#!/usr/bin/env python
# coding: utf-8

# # Instructions
# 1. Go to https://colab.research.google.com and choose the \"Upload\" option to upload this notebook file.
# 1. In the Edit menu, choose \"Notebook Settings\" and then set the \"Hardware Accelerator\" dropdown to GPU.
# 1. Read through the code in the following sections:
#   * [IMDB Dataset](#scrollTo=NPa7eLiaaof0)
#   * [Define Model](#scrollTo=ihsQ5xEoaog6)
#   * [Train Model](#scrollTo=OlXYR7KNaohE)
#   * [Assess Model](#scrollTo=LkS3AAQraohK)
# 1. Complete at least one of these exercises. Remember to keep notes about what you do!
#   * [Exercise Option #1 - Standard Difficulty](#scrollTo=VU4-GCUxaohS)
#   * [Exercise Option #2 - Advanced Difficulty](#scrollTo=VU4-GCUxaohS)

# ## Documentation/Sources
# * [https://radimrehurek.com/gensim/models/word2vec.html](https://radimrehurek.com/gensim/models/word2vec.html) for more information about how to use gensim word2vec in general
# * _Blog post has been removed_ [https://codekansas.github.io/blog/2016/gensim.html](https://codekansas.github.io/blog/2016/gensim.html) for information about using it to create embedding layers for neural networks.
# * [https://machinelearningmastery.com/sequence-classification-lstm-recurrent-neural-networks-python-keras/](https://machinelearningmastery.com/sequence-classification-lstm-recurrent-neural-networks-python-keras/) for information on sequence classification with keras
# * [https://blog.keras.io/using-pre-trained-word-embeddings-in-a-keras-model.html](https://blog.keras.io/using-pre-trained-word-embeddings-in-a-keras-model.html) for using pre-trained embeddings with keras (though the syntax they use for the model layers is different than most other tutorials).
# * [https://keras.io/](https://keras.io/) Keras API documentation

# In[ ]:


# upgrade tensorflow to tensorflow 2
get_ipython().run_line_magic('tensorflow_version', '2.x')
# display matplotlib plots
get_ipython().run_line_magic('matplotlib', 'inline')


# # IMDB Dataset
# The [IMDB dataset](https://keras.io/datasets/#imdb-movie-reviews-sentiment-classification) consists of movie reviews that have been marked as positive or negative. (There is also a built-in dataset of [Reuters newswires](https://keras.io/datasets/#reuters-newswire-topics-classification) that have been classified by topic.)

# In[ ]:


from keras.datasets import imdb
(x_train, y_train), (x_test, y_test) = imdb.load_data()

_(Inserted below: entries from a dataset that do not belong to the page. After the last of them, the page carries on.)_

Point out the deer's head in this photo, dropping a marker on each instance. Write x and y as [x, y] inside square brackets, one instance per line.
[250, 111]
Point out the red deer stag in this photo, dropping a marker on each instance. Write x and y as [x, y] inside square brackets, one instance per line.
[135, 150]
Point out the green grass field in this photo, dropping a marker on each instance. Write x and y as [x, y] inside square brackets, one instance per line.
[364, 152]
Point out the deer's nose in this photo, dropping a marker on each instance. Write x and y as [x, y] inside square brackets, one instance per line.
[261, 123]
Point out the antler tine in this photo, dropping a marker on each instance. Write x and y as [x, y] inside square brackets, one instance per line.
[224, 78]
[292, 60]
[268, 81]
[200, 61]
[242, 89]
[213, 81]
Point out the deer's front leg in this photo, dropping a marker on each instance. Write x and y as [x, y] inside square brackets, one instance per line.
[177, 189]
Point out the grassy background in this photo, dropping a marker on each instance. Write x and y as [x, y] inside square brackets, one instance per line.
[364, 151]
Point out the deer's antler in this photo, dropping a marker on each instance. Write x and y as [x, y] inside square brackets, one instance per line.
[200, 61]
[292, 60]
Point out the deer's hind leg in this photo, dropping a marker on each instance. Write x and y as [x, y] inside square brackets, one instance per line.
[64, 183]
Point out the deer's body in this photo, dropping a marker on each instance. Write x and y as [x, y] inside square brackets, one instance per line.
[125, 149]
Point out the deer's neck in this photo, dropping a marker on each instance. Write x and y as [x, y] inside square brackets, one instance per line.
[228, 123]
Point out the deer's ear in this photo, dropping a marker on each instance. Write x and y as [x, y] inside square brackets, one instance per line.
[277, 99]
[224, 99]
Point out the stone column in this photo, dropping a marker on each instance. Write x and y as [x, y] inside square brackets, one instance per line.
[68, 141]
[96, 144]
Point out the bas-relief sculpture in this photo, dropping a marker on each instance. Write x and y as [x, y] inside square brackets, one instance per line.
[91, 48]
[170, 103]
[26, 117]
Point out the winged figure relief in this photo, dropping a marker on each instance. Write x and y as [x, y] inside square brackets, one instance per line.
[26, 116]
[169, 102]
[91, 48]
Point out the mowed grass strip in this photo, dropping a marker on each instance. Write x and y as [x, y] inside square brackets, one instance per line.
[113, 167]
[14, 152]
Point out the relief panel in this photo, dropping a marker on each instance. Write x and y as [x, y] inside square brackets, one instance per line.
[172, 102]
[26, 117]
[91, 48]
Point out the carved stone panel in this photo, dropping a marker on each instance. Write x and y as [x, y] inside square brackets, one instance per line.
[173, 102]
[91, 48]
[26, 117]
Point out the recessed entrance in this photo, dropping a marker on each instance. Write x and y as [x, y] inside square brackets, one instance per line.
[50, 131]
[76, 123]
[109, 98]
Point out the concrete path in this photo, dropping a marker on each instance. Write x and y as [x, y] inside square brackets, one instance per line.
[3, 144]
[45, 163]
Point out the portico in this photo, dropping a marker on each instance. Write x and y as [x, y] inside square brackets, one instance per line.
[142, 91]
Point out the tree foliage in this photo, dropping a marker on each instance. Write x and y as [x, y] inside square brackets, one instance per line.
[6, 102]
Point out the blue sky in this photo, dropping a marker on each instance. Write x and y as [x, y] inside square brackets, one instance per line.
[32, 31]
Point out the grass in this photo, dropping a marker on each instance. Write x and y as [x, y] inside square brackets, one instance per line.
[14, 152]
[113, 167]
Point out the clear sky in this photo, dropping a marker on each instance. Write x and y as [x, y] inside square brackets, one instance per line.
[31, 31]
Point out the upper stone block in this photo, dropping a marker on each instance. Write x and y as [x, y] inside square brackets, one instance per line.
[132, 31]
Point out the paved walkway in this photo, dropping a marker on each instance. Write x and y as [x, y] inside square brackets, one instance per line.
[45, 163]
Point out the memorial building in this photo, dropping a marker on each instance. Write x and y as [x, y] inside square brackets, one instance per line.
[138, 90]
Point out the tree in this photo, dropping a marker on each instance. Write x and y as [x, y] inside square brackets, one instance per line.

# It looks like our labels consist of 0 or 1, which makes sense for positive and negative.

# In[ ]:


print(y_train[0:9])
print(max(y_train))
print(min(y_train))


# But x is a bit more trouble. The words have already been converted to numbers -- numbers that have nothing to do with the word embeddings we spent time learning!

# In[ ]:


x_train[0]


# Looking at the help page for imdb, it appears there is a way to get the word back. Phew.

# In[ ]:


help(imdb)


# In[ ]:


imdb_offset = 3
imdb_map = dict((index + imdb_offset, word) for (word, index) in imdb.get_word_index().items())
imdb_map[0] = 'PADDING'
imdb_map[1] = 'START'
imdb_map[2] = 'UNKNOWN'


# The knowledge about the initial indices and offset came from [this stack overflow post](https://stackoverflow.com/questions/42821330/restore-original-text-from-keras-s-imdb-dataset) after I got gibberish when I tried to translate the first review, below. It looks coherent now!

# In[ ]:


' '.join([imdb_map[word_index] for word_index in x_train[0]])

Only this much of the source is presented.